Dataset - Seoul (Districts), South Korea Air Pollution

Website Data Location: http://kosis.kr/eng/statisticsList/statisticsListIndex.do?menuId=M_01_01&vwcd=MT_ETITLE&parmTabId=M_01_01&statId=1980006&themaId=#T_7.2

Structure:

  • Period – Date of air pollution measurement
  • 25 Seoul Districts – District of Seoul, South Korea

Imports

In [1]:
import numpy as np
import pandas as pd
import requests as req

from scipy import stats
from bs4 import BeautifulSoup as bs

Definitions

This function scrapes the webpage where the data is hosted and parses it out into a pandas dataframe

In [2]:
def scrapeWebpage(dataSoup):
    
    # Find the table that holds the data on the webpage
    dataTable = dataSoup.find("table", {'class': 'js-csv-data csv-data js-file-line-container'})
    
    # Find all the table rows of the data table
    dataTr = dataTable.findAll('tbody')[0].findAll('tr')[1:]
    
    # Parse all table rows into data rows for the dataframe
    dataRows = [[td.get_text().strip().replace('*', '') for td in tr.findAll('td')] for tr in dataTr]
    
    # Create dataframe from the parsed data on the webage
    airData = pd.DataFrame(dataRows, columns=dataRows[0]).drop(index=[0, 1]).reset_index(drop=True).drop(columns=[''])
    
    return airData

This function reformats the date column into a valid date format (month/year)

In [3]:
def reformatDate(airData):
    for i in range(len(airData['Measurement_Date'])):
        
        # Split the date into two parts for reformatting
        dateParts = airData['Measurement_Date'][i].replace('.', '').split(' ')
        
        # Reformat dateinto valid format and insert back into dataframe
        airData['Measurement_Date'][i] = str(int(dateParts[1])) + '/' + dateParts[0]
    
    return airData

This function reshapes the dataframe parsed from the webage to match the format of the CSV data from part 1 of this project

In [4]:
def reshapeDf(airData):
    tempDfList = []
    
    # This loop creates a list of temporary dataframes that each hold the data for each district of Seoul
    for col in airData.keys().drop('Measurement_Date'):
        newDf = pd.DataFrame(airData[['Measurement_Date', col]]).rename(columns={col: 'PM2.5'})
        newDf.insert(1, column='District', value=[col] * len(airData))

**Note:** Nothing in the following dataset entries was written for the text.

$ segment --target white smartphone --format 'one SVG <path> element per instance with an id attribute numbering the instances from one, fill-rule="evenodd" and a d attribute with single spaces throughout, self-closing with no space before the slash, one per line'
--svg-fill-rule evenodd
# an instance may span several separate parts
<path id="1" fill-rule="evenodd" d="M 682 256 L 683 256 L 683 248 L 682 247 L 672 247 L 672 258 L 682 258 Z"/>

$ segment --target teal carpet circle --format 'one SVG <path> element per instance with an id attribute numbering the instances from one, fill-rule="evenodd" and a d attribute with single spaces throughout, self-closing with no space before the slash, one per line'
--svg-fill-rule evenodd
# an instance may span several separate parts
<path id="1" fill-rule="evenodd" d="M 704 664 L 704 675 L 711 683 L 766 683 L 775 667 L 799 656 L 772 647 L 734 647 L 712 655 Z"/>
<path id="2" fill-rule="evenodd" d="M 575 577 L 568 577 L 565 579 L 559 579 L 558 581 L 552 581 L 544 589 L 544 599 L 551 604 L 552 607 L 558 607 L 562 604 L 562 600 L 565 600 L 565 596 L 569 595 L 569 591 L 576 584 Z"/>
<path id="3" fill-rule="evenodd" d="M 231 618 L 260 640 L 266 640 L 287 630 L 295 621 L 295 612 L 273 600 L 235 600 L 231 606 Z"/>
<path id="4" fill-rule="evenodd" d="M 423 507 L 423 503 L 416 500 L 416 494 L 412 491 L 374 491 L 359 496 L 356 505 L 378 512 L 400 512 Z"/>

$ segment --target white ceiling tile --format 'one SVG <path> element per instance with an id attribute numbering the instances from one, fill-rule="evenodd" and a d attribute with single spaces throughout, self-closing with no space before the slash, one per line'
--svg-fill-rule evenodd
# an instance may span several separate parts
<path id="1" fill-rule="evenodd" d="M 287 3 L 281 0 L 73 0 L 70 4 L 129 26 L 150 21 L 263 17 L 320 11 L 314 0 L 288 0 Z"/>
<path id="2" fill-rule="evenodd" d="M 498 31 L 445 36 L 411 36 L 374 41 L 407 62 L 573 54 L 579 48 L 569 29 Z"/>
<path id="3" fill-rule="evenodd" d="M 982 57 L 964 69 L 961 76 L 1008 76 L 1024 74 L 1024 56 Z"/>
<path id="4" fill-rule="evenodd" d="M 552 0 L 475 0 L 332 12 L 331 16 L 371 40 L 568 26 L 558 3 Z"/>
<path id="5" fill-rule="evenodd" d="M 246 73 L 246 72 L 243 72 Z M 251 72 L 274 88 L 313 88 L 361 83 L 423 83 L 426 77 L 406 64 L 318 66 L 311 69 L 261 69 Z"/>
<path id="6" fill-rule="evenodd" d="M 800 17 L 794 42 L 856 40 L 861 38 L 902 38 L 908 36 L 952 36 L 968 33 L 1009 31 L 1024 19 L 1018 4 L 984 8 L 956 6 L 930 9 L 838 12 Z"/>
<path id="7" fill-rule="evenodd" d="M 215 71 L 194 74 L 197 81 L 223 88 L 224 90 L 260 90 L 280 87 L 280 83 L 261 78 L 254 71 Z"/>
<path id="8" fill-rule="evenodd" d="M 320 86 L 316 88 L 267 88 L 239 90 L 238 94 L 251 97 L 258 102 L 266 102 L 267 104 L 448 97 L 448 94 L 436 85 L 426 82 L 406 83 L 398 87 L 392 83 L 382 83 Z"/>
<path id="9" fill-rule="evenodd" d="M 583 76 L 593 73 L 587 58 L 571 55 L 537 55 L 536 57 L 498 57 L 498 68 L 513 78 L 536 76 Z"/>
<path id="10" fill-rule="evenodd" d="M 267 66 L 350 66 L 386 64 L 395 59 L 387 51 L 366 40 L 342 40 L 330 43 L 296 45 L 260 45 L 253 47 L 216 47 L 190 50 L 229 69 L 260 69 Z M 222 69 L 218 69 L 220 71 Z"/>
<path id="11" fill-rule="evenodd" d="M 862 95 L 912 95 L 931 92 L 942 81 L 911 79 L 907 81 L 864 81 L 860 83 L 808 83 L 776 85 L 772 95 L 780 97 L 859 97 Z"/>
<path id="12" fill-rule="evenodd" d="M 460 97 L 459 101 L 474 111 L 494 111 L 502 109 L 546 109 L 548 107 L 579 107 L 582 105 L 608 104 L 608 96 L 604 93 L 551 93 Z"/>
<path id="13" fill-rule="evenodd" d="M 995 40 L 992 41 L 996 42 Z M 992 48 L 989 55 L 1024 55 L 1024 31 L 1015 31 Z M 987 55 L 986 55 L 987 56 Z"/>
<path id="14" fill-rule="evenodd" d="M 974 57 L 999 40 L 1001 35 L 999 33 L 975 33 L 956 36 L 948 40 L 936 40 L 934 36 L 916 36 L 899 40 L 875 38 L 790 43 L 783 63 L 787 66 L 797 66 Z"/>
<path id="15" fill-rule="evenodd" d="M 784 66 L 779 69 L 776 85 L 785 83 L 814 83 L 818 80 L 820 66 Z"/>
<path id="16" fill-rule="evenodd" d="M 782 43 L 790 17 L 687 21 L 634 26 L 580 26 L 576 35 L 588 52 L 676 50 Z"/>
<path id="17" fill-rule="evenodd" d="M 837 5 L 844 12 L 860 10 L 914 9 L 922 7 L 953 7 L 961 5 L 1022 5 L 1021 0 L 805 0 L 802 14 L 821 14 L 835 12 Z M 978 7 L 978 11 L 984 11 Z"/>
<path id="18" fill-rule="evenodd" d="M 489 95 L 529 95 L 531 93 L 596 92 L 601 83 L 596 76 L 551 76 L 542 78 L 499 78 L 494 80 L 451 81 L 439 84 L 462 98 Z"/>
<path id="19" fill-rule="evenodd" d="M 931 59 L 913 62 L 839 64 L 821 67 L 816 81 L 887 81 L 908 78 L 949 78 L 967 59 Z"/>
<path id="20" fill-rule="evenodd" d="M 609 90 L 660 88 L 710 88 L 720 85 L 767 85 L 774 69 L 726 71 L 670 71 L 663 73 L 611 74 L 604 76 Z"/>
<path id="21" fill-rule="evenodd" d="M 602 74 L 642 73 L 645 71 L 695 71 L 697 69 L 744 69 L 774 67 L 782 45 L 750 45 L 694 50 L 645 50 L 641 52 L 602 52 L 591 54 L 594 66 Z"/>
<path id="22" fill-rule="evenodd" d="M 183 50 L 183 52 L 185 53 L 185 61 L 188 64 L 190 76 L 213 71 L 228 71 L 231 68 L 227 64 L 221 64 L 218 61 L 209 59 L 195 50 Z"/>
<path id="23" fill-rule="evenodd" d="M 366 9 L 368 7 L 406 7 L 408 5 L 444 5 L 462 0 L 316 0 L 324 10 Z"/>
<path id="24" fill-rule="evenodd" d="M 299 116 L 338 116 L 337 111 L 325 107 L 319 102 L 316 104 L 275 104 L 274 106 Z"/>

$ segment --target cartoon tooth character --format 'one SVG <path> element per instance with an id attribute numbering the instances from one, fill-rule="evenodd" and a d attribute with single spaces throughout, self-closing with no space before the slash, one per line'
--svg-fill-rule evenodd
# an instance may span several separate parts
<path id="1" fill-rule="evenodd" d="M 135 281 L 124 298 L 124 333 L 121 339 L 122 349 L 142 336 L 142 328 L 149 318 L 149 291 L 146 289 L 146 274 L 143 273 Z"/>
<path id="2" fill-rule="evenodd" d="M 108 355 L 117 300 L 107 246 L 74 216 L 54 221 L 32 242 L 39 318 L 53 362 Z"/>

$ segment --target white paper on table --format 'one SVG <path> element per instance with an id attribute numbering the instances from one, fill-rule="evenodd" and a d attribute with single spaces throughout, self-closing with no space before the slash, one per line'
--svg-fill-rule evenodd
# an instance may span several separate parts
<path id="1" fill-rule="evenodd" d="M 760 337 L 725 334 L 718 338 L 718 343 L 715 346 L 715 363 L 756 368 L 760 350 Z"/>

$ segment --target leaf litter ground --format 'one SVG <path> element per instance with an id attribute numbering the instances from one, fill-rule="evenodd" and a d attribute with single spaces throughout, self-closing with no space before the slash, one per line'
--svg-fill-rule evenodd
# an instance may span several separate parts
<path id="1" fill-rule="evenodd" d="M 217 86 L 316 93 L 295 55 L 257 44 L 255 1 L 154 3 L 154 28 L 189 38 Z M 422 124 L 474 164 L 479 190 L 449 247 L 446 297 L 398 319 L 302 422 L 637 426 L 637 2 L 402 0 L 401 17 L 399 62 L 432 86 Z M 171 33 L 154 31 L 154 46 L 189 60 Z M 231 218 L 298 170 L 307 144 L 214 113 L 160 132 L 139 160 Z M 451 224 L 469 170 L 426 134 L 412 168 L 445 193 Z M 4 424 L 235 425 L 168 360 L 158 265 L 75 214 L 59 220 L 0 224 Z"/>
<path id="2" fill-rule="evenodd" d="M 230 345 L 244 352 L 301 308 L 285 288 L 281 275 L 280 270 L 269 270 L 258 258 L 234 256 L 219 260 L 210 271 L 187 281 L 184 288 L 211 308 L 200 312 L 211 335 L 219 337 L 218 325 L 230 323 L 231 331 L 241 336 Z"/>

        tempDfList.append(newDf)
    
    # Empty dataframe is created with new column names
    tempDf = pd.DataFrame(columns=['Measurement_Date', 'District', 'PM2.5'])
    
    # Loops through the temp dataframe list and appends them all into one dataframe
    airData = tempDf.append([df for df in tempDfList])
    
    # Populate and insert the Country and City columns into the dataframe
    airData.insert(1, column='Country', value=['Republic of Korea'] * len(airData))
    airData.insert(2, column='City', value=['Seoul'] * len(airData))
    
    return airData

This function applies a filter to the reformatted data to remove any outliers that might skew the data. The filter checks to make sure that the data in the data column(s) (PM2.5) is within -3 and +3 standard deviations away from the mean for that column.

In [5]:
def filterData(data):
    # The column(s) that hold numeric data
    dataCols = ['PM2.5']

    # This applies a filter to all the data columns of the dataframe:
    # * For each column, it first computes the Z-score of each value 
    #   in the column relative to the column mean and standard deviation.
    # * If the score is not within -3 and +3 standard deviations away from the mean for that 
    #   column, then the record is filtered out of the dataframe (thus removing the outliers)
    filteredData = data[(np.abs(stats.zscore(data[dataCols])) < 3).all(axis=1)]
    
    # This filter removes any data that is less than zero because
    # the measurement of pollutants in the air cannot go below zero
    filteredData = filteredData[(filteredData[dataCols] >= 0).all(axis=1)]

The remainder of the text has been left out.